わが国最初の名物裂帖《文龍(もんりょう)》 縦16.2CM
茶入れの仕覆や書画の表装に用いた名物裂の残りを、遠州
が自ら丹念に貼り込んだもの。裂に人一倍こだわった
遠州の面目躍如たる超豪華版の"スクラップブック"だ。
名物裂をビジュアルに見るのであれば⇒http://homepage1.nifty.com/yagi-h/sozai/meibutu/meibutu.html
名物裂の説明は⇒http://www.mitene.or.jp/~oono/tea03-13.html
最近の建築では余り織物の壁紙は使わなくなっている傾向があるようだが、一昔前までは、コンベンションホールなどに多く使われていた。今はどのような状況なのか、住宅ばかりやっているのでわからないが。
「名物裂」の流れをくむ裂屋さん(建築に関連する)には、「龍村織物」http://www.ktv.ne.jp/~hokura/newpage4.htm や、「川島織物」http://www.kawashima.co.jp/ などがあるようだ。勿論、「名物裂」で壁を貼る「数寄人」がいるわけは無いのだが、棚などに部分的に使うことはあるようだ。

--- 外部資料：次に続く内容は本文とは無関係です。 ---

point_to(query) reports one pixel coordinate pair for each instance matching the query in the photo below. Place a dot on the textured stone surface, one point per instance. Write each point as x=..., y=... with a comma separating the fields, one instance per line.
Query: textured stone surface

以前、新高輪プリンスホテルの「惠庵」を見学した時見た違い棚は、奥の壁を裂地で斜めに張り分けてあった。
「村野藤吾のデザイン・エッセンス1 伝統の昇華」を見ると、《裂地張り》として、桂離宮「笑意軒」の肘掛窓の腰壁部分、上記の「惠庵」、「三養荘」地袋が取り上げられている。
このようなデザインをする建築家も随分少なくなったのではないだろうか。良い意味での「伝統」が消えていくのは残念。もっと大きな意味で伝統文化は生きているのかもしれないが、このような「DETAIL」こそが大切なようにも思えるが・・・。